De uitkering van appellant is terecht met ingang van 5 augustus 2008 ingetrokken. Bij de aangevallen uitspraak is terecht bepaald dat de rechtsgevolgen van het bestreden besluit in stand dienen te blijven. De aangevallen uitspraak dient, voor zover aangevochten, te worden bevestigd.
5.
Het verzoek om schadevergoeding van appellant wegens schending van de redelijke termijn van artikel 6, eerste lid, van het EVRM beperkt zich tot het rechterlijk aandeel in deze overschrijding. Of de redelijke termijn, bedoeld in artikel 6, eerste lid, van het EVRM, is overschreden moet worden beoordeeld aan de hand van de omstandigheden van het geval. Uit de rechtspraak van het Europees Hof voor de Rechten van de Mens (EHRM) volgt dat daarbij van belang zijn de ingewikkeldheid van de zaak, de wijze waarop de zaak door het bestuursorgaan en de rechter is behandeld, het processuele gedrag van appellant gedurende de hele procesgang en de aard van de maatregel en het daardoor getroffen belang van appellant.
De redelijke termijn is voor een procedure in drie instanties in zaken zoals deze in beginsel niet overschreden als die procedure in haar geheel niet langer dan vier jaar heeft geduurd (CRvB 26 januari 2009, ECLI:NL:CRVB:2009:BH1009).

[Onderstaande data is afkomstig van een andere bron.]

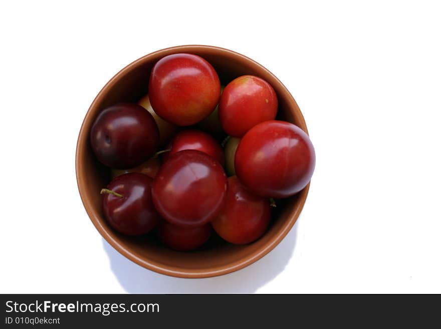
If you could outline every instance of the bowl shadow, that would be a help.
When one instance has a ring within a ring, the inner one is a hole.
[[[188,279],[159,274],[134,263],[102,239],[110,268],[130,293],[252,293],[276,278],[292,256],[297,225],[268,254],[242,269],[213,277]]]

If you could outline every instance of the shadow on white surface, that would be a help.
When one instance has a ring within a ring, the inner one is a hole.
[[[292,255],[297,225],[269,253],[239,271],[220,276],[184,279],[168,276],[142,267],[120,254],[103,239],[110,267],[121,284],[131,293],[252,293],[280,273]]]

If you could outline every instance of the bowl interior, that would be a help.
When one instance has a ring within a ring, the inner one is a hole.
[[[257,241],[246,245],[235,245],[213,234],[203,247],[190,252],[174,251],[162,246],[154,234],[133,237],[118,233],[107,224],[101,208],[99,191],[110,182],[110,170],[99,163],[92,153],[89,140],[92,124],[99,112],[108,106],[122,102],[137,102],[148,92],[148,79],[155,63],[165,56],[176,53],[189,53],[204,58],[214,68],[224,85],[245,74],[265,79],[277,94],[277,119],[292,122],[307,132],[303,117],[292,96],[273,74],[259,64],[237,53],[216,47],[188,46],[169,48],[144,56],[128,65],[108,83],[94,101],[78,139],[78,187],[86,211],[97,229],[114,247],[138,264],[164,274],[184,277],[225,274],[256,261],[280,242],[298,217],[309,185],[296,195],[278,201],[269,230]]]

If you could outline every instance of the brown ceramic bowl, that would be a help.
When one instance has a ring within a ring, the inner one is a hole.
[[[110,170],[99,163],[92,153],[89,141],[91,126],[106,107],[121,102],[137,102],[147,92],[149,76],[153,65],[164,56],[176,53],[189,53],[203,57],[214,67],[225,85],[245,74],[266,80],[277,94],[277,119],[292,122],[307,133],[303,116],[291,94],[276,77],[258,63],[237,53],[214,47],[172,47],[152,53],[129,64],[113,77],[95,98],[78,136],[77,181],[83,203],[93,224],[107,242],[125,256],[146,268],[168,275],[193,278],[215,276],[250,265],[274,248],[299,217],[309,185],[294,196],[279,201],[268,231],[257,241],[246,245],[231,244],[215,236],[199,250],[179,252],[162,246],[154,236],[126,236],[112,229],[103,214],[99,193],[110,181]]]

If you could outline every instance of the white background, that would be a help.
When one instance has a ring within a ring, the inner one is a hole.
[[[2,2],[0,292],[441,293],[439,4],[291,2]],[[75,153],[116,73],[194,44],[275,74],[304,115],[317,166],[273,251],[233,274],[184,279],[103,240]]]

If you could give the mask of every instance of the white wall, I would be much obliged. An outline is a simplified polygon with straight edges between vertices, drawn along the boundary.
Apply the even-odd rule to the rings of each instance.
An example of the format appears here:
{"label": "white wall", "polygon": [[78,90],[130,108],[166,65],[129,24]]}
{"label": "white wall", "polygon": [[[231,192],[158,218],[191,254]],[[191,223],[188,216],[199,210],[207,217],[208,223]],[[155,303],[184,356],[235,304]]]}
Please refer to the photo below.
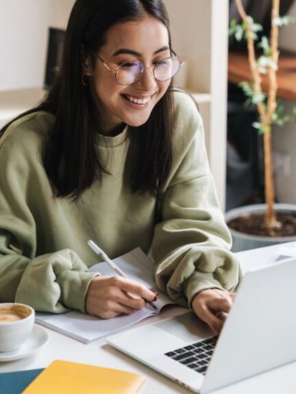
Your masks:
{"label": "white wall", "polygon": [[[296,1],[293,3],[288,14],[296,18]],[[279,44],[281,49],[286,49],[296,53],[296,23],[281,27],[279,36]]]}
{"label": "white wall", "polygon": [[[288,14],[296,18],[295,1]],[[280,30],[279,44],[281,50],[295,53],[296,24],[282,27]],[[295,83],[295,81],[291,81]],[[291,113],[296,103],[284,103],[286,113]],[[280,202],[296,204],[296,124],[290,123],[284,127],[274,127],[273,142],[275,162],[275,195]]]}
{"label": "white wall", "polygon": [[48,28],[64,28],[73,3],[0,0],[0,90],[42,86]]}

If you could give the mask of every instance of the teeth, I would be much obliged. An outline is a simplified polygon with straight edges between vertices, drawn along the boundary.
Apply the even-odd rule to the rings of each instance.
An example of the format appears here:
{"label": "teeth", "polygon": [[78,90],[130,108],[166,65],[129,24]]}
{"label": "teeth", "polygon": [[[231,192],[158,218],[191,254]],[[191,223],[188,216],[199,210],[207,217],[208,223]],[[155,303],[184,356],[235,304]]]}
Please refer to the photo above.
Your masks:
{"label": "teeth", "polygon": [[147,98],[136,98],[132,96],[127,95],[126,95],[125,97],[129,101],[132,101],[132,103],[136,103],[136,104],[146,104],[148,103],[148,101],[150,101],[150,97],[147,97]]}

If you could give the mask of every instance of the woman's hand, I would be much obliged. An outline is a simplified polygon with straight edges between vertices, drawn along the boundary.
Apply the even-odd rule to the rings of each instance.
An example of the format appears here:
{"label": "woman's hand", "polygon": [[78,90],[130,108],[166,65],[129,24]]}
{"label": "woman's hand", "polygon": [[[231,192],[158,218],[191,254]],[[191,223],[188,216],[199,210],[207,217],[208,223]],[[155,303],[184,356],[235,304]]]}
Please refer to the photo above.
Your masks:
{"label": "woman's hand", "polygon": [[155,293],[141,283],[122,276],[95,276],[86,297],[86,311],[103,319],[110,319],[122,313],[132,313],[156,301]]}
{"label": "woman's hand", "polygon": [[198,293],[193,298],[192,308],[201,320],[219,333],[223,321],[217,316],[221,312],[228,313],[236,294],[219,289],[209,289]]}

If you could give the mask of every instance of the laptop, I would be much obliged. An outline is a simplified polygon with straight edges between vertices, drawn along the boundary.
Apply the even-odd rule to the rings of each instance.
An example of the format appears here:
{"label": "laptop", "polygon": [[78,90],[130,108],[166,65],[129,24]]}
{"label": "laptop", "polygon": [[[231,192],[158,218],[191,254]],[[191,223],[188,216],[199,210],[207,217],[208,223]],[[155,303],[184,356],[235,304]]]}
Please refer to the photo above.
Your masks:
{"label": "laptop", "polygon": [[296,360],[296,259],[250,272],[219,337],[192,312],[107,342],[202,394]]}

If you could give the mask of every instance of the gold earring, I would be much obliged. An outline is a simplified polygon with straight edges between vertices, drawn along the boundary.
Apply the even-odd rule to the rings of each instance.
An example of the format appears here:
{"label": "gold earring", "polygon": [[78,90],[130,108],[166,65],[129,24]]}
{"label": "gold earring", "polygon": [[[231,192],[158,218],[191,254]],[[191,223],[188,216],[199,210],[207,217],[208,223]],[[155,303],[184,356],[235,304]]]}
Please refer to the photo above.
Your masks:
{"label": "gold earring", "polygon": [[86,80],[86,82],[88,82],[88,83],[86,83],[86,79],[84,79],[85,77],[87,77],[87,75],[85,75],[85,74],[82,74],[82,85],[83,85],[84,86],[88,86],[88,85],[89,85],[89,79],[87,79],[87,80]]}

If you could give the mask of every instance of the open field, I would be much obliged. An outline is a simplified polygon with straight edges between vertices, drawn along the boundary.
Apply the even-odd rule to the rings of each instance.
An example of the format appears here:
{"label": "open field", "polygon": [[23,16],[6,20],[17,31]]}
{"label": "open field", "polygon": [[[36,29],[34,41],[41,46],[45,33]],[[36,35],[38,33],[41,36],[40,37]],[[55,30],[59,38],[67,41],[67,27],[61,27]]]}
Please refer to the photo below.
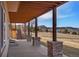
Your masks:
{"label": "open field", "polygon": [[[46,45],[47,41],[52,41],[52,33],[39,32],[41,42]],[[57,40],[63,42],[64,54],[67,56],[79,57],[79,35],[57,33]]]}

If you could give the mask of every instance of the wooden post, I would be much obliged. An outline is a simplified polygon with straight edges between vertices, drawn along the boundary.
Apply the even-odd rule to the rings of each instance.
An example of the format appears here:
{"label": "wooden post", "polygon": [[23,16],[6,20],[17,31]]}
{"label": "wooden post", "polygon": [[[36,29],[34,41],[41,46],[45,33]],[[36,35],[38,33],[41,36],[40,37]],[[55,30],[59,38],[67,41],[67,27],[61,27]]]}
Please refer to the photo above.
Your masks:
{"label": "wooden post", "polygon": [[30,36],[30,22],[28,22],[28,36]]}
{"label": "wooden post", "polygon": [[25,33],[25,38],[26,38],[26,23],[24,23],[24,33]]}
{"label": "wooden post", "polygon": [[52,15],[53,15],[53,41],[56,41],[56,8],[53,9],[53,12],[52,12]]}
{"label": "wooden post", "polygon": [[37,18],[35,18],[35,37],[37,38],[38,37],[38,29],[37,29],[37,26],[38,26],[38,24],[37,24]]}
{"label": "wooden post", "polygon": [[[17,31],[17,29],[16,29],[16,23],[15,23],[15,31]],[[17,35],[16,35],[16,39],[17,39]]]}

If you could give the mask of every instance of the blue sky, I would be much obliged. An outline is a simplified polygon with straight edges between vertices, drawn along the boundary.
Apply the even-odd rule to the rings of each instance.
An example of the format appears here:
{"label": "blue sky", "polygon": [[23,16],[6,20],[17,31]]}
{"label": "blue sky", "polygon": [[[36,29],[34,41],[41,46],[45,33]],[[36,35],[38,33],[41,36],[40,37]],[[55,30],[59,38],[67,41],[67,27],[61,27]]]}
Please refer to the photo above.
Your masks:
{"label": "blue sky", "polygon": [[[38,17],[38,25],[52,27],[52,12]],[[57,26],[79,28],[79,1],[67,2],[57,8]]]}

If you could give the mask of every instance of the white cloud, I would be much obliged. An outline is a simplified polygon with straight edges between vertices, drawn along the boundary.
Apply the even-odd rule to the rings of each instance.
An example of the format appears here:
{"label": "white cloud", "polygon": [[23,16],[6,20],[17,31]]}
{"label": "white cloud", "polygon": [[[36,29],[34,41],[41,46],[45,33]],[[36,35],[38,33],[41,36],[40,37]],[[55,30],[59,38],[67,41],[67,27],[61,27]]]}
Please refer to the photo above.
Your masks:
{"label": "white cloud", "polygon": [[47,19],[49,19],[51,17],[52,17],[52,11],[49,11],[49,12],[47,12],[47,13],[39,16],[38,19],[40,19],[40,20],[43,20],[43,19],[44,20],[47,20]]}

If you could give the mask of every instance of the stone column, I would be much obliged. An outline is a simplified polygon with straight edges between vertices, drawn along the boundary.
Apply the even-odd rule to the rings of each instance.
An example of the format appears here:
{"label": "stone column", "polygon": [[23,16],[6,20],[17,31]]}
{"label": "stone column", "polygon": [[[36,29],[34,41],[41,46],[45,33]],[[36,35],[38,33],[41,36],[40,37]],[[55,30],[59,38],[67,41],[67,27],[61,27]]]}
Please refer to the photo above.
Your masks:
{"label": "stone column", "polygon": [[57,41],[56,39],[56,8],[53,9],[53,31],[52,31],[52,41],[47,42],[48,56],[50,57],[61,57],[63,55],[63,43]]}

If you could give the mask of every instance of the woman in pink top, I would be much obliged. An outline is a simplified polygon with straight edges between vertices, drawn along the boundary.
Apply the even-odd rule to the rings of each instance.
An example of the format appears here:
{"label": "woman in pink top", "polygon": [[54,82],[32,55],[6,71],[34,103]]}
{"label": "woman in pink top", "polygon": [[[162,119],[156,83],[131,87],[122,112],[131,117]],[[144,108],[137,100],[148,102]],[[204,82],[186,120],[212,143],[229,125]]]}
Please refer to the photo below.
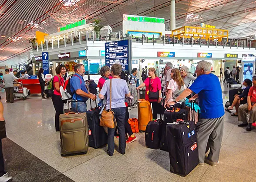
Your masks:
{"label": "woman in pink top", "polygon": [[[161,101],[160,96],[161,95],[161,81],[160,78],[156,76],[155,69],[154,68],[150,68],[148,69],[148,75],[150,78],[147,78],[144,82],[137,87],[138,90],[141,87],[146,86],[146,100],[148,101],[152,104],[153,108],[153,119],[157,119],[157,113],[159,107],[158,104]],[[150,83],[149,83],[150,80]],[[149,90],[153,92],[158,91],[159,97],[158,99],[150,99],[148,98]]]}
{"label": "woman in pink top", "polygon": [[66,67],[64,65],[60,65],[56,67],[55,72],[57,74],[53,78],[54,93],[51,98],[54,109],[55,109],[55,130],[60,131],[59,117],[63,114],[64,104],[61,99],[60,87],[64,82],[64,75],[66,73]]}
{"label": "woman in pink top", "polygon": [[102,87],[105,83],[106,80],[112,78],[110,75],[110,68],[108,66],[104,66],[101,68],[100,71],[101,77],[99,79],[98,87],[99,88],[99,91],[102,88]]}

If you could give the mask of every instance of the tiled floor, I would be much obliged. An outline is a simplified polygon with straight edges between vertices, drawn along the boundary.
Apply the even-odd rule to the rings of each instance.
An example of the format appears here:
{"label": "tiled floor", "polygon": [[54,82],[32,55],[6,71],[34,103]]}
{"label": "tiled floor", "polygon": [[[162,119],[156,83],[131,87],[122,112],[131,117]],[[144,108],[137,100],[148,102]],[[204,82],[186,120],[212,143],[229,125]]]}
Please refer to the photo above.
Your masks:
{"label": "tiled floor", "polygon": [[[225,103],[228,98],[226,85],[223,88]],[[237,118],[229,113],[225,116],[219,164],[197,166],[182,177],[169,172],[168,153],[145,146],[143,133],[127,145],[125,155],[115,151],[109,157],[105,146],[90,148],[84,155],[61,157],[51,99],[32,96],[10,104],[5,103],[3,91],[0,94],[8,137],[3,140],[6,167],[13,181],[256,181],[256,129],[248,132],[237,127]],[[130,117],[136,117],[137,112],[132,109]],[[118,139],[115,141],[118,145]]]}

De behandeling van het bezwaar mag ten hoogste een half jaar, de behandeling van het beroep ten hoogste anderhalf jaar en de behandeling van het hoger beroep ten hoogste twee jaar duren, terwijl doorgaans geen sprake is van een te lange behandelingsduur in de rechterlijke fase in haar geheel als deze niet meer dan drie en een half jaar heeft geduurd. De omstandigheden van het geval kunnen aanleiding geven een langere behandelingsduur te rechtvaardigen. Voor dit geval betekent dat het volgende. Vanaf de ontvangst door het Uwv van het bezwaarschrift van appellant op 23 juni 2008 tot de datum van deze uitspraak zijn 5 jaar en ruim 11 maanden verstreken. Van dit tijdsverloop heeft de behandeling van het bezwaar door het Uwv ruim 2 maanden geduurd, heeft de behandeling van het beroep bij de rechtbank vanaf de ontvangst van het beroepschrift op 26 oktober 2008 tot de uitspraak op 20 mei 2010 1 jaar en ruim 6 maanden geduurd, en heeft de behandeling van het hoger beroep door de Raad vanaf de ontvangst van het hoger beroepschrift op 21 juni 2010 tot de datum van deze uitspraak, 3 jaar en ruim 11 maanden geduurd. Aan deze vaststelling wordt het vermoeden ontleend dat de redelijke termijn in de rechterlijke fase is geschonden. Met verdragsconforme toepassing van artikel 8:73 van de Awb moet in deze procedure worden beslist over appellants verzoek om schadevergoeding met betrekking tot de mogelijke overschrijding van de redelijke termijn. Dit geeft aanleiding om het onderzoek te heropenen. Met - eveneens - verdragsconforme toepassing van artikel 8:26 van de Awb wordt daarbij de Staat der Nederlanden (de minister van Veiligheid en Justitie) aangemerkt als partij in die procedure.
6.
Er is aanleiding om het Uwv te veroordelen in de proceskosten in hoger beroep van appellant, nu eerst in hoger beroep een toereikende onderbouwing is gegeven voor het in stand blijven van de rechtgevolgen van het bestreden besluit. Deze kosten worden begroot op € 1.461,- in hoger beroep voor verleende rechtsbijstand. De kosten van het rapport van
3 september 2010 van psychiater Ravelli komen voor vergoeding in aanmerking. Gelet op artikel 2, eerste lid, onder b, van het Besluit proceskosten bestuursrecht komt appellant een vergoeding toe van € 827,05. De totale kosten worden begroot op € 2.288,05.

BESLISSING

De Centrale Raad van Beroep
  • bevestigt de aangevallen uitspraak voor zover aangevochten;
  • bepaalt dat het onderzoek wordt heropend ter voorbereiding van een nadere uitspraak over het verzoek van appellant om vergoeding van schade met betrekking tot de mogelijke overschrijding van de redelijke termijn, en merkt de Staat der Nederlanden (de minister van Veiligheid en Justitie) aan als partij in die procedure;
  • bepaalt dat het Uwv aan appellant het in hoger beroep betaalde griffierecht van € 111,- vergoedt;
  • veroordeelt het Uwv in de proceskosten van appellant tot een bedrag van € 2.288,05.
Deze uitspraak is gedaan door H.J. Simon, in tegenwoordigheid van R.L. Rijnen als griffier. De beslissing is uitgesproken in het openbaar op 6 juni 2014.